The second season of the Hugo House Literary Series kicks off with authors Aimee Bender, Marie Howe and Matt Ruff and musician Laurie Katherine Carlsson, offering new writing and music on the theme of “Road Trip.” We e-mailed for a preview of where three of the participants might be headed.

What’s your best road trip?
Laurie Katherine Carlsson: A boyfriend and I busted onto the road with a sign in the window that said “Colorado or Butts.” We ended up only spending one night there, but every turn we took that trip seemed to be exactly the right one.

Matt Ruff: In 1991, I was on a book tour in Germany.
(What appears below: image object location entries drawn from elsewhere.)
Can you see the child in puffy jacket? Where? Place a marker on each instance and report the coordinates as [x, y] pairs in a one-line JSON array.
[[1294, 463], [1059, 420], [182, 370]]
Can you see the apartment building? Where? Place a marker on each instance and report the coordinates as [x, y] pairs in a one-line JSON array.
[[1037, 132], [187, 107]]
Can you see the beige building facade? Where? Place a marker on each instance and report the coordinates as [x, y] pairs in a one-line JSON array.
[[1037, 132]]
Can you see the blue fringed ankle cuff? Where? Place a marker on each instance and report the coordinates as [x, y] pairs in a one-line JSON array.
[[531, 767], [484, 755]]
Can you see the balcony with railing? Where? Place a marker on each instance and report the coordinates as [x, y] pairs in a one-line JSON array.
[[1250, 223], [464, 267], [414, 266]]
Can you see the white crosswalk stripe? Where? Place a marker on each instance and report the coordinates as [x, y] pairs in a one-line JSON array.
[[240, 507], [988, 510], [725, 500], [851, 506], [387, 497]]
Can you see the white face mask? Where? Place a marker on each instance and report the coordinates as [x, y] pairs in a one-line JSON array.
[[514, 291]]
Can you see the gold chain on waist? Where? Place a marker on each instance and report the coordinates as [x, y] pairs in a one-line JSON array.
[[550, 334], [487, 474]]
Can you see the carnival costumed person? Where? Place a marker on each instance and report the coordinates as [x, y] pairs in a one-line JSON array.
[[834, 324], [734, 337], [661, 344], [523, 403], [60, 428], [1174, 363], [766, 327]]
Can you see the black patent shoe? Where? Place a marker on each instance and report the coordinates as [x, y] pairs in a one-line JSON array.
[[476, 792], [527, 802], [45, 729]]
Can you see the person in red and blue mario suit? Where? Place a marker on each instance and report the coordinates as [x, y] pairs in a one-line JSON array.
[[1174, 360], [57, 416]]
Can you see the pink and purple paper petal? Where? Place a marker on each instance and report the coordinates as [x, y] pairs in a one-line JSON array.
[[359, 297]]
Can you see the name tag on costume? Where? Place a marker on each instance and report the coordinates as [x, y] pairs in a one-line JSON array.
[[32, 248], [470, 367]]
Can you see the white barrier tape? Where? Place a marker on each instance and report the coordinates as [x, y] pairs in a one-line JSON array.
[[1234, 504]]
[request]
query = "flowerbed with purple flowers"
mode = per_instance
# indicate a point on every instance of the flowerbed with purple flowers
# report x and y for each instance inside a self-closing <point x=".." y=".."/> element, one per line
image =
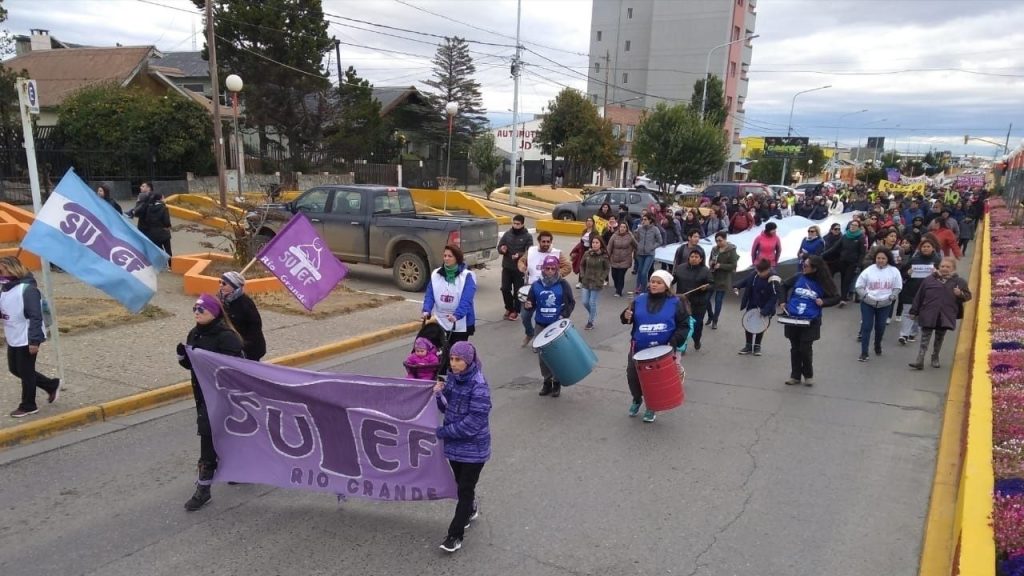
<point x="1006" y="364"/>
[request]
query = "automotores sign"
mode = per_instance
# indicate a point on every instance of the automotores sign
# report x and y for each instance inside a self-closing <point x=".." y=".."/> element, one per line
<point x="785" y="147"/>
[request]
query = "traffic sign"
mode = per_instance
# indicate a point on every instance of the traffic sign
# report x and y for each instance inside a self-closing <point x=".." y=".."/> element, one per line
<point x="33" y="92"/>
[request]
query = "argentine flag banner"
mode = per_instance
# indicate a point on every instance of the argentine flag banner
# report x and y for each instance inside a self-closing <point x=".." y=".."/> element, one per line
<point x="82" y="234"/>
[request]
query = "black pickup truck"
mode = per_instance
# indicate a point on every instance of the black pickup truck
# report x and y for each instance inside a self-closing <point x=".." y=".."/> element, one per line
<point x="378" y="224"/>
One of my readings was in a town on the coast of the Baltic Sea. They sent me up there from Berlin in a car with a U.S. Marine and a woman from the State Department. Naturally, we got lost.

If your life is a road trip, what’s the starting place?
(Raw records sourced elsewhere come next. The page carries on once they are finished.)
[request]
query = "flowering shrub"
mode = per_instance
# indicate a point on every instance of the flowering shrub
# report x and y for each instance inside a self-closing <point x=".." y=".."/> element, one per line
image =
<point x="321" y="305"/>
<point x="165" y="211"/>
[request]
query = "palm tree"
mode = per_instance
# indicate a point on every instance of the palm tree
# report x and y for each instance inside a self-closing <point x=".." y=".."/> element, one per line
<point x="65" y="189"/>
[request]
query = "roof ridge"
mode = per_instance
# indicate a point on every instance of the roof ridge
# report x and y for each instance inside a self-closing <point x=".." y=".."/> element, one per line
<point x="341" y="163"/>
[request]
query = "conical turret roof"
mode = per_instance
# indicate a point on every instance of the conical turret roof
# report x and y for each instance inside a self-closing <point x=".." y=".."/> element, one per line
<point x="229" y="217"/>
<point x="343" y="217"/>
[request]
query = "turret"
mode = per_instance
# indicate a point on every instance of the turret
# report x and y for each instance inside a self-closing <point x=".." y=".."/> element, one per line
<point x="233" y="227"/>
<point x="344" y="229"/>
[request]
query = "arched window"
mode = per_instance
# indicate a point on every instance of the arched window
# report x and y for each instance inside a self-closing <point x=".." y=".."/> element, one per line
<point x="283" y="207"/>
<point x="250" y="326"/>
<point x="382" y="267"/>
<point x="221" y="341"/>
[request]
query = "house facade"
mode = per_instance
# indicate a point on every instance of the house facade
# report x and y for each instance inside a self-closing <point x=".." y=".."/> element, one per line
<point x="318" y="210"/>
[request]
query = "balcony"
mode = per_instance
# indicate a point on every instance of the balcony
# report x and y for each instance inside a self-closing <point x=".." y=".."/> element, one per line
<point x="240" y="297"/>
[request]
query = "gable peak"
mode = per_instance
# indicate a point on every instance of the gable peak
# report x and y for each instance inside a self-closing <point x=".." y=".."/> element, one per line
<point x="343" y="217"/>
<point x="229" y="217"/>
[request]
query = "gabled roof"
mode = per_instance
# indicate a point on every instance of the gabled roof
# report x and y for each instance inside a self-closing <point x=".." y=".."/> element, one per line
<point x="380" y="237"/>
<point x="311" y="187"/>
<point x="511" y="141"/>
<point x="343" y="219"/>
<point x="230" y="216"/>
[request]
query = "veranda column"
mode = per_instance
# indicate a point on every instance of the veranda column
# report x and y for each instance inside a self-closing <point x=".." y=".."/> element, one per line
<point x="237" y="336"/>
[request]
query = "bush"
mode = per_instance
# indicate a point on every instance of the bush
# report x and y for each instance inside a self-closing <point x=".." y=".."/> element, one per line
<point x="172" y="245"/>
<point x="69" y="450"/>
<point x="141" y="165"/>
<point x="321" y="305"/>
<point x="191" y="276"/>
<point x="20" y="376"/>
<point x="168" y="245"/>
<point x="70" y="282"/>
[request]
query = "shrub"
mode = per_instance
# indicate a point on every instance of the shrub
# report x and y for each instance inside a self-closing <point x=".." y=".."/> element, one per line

MR: New York City. In a car packed with relatives from various countries having an argument about theology.

Aimee Bender: San Francisco.

LKC: Lost. In my early twenties, I just couldn’t get anywhere. 

What’s the greatest road trip story ever told?

AB: The idea of the road trip opens up a lot for me if it doesn’t have to be in a car. Sebald’s Rings of Saturn comes to mind: a man walks through England, thinking. The true road is following a map of his thoughts.

MR: Tolkien’s Lord of the Rings.

LKC: The collected works of Jack Kerouac. I left his dark, lonely tales feeling uplifted and excited about life.

Can our own road trips ever be as good as those in novels?

MR: It helps if you can arrange to be mauled by grizzly bears or have bandits shoot flaming arrows at you. The real key to having a Kerouac experience is not duplicating what he did, but duplicating how he saw.